The massive shadow form lunged forward suddenly, teeth and claws aimed straight at me. The terminal shook violently.

“Boss!” Ren yelled. “It’s coming! Full charge!”

I expanded the window again, pushing past safe limits. Time slowed even further. I saw every thread, every possibility. I dragged Lian behind cover with a pull that wasn’t entirely my own strength. Ren’s next strike landed perfectly because I forced the opening.

“You’re burning too hot!” Lian screamed. “I can feel her inside you, Wei.
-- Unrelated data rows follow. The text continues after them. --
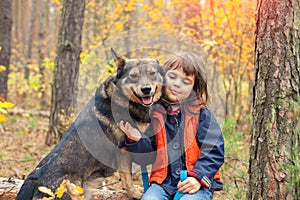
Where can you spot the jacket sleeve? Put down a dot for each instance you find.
(143, 152)
(211, 144)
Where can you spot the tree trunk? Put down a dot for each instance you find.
(64, 88)
(30, 38)
(274, 152)
(5, 44)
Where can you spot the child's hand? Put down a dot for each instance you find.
(131, 133)
(189, 185)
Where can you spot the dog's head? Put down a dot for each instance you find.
(139, 79)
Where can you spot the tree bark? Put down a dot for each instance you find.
(274, 151)
(64, 88)
(30, 38)
(5, 44)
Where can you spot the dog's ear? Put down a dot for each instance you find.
(120, 63)
(119, 60)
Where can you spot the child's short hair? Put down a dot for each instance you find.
(191, 64)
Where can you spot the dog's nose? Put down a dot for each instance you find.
(146, 89)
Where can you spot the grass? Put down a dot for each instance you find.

She’s helping but she wants to take more. Your emotions are tangled with hers. It’s scaring me!”

The Calamity roared again, pushing harder, half-formed and terrifying.

Then it stopped.

Completely.

Mid-lunge. Trembling. Fighting against something holding it back.

Ren lowered his axe slightly, panting. “What the… it just froze. One second it was about to rip us apart, next it’s like someone hit a switch. Boss, did you do that?”

Lian’s eyes widened as she looked at me. “No. It wasn’t just Wei. Something pushed back from inside him. Wei… your hand. It’s moving on its own.”

I felt it then.

I was no longer alone in my own body.

My right hand twitched without my command. Then it moved smoothly, pulling a Thread I hadn’t chosen. The Calamity shuddered and began sinking back into the Gate, forced down by an intervention that wasn’t fully mine.

My left hand rose slightly, fingers flexing in a pattern I didn’t initiate. The motion felt familiar. Warm. Like hers.

“Wei?” Ren asked, voice low and worried. “You still with us? Your eyes… they changed for a second.”

I tried to answer, but my mouth moved first, forming words I hadn’t decided to say.

Hands that felt like mine, but were not entirely mine, kept moving.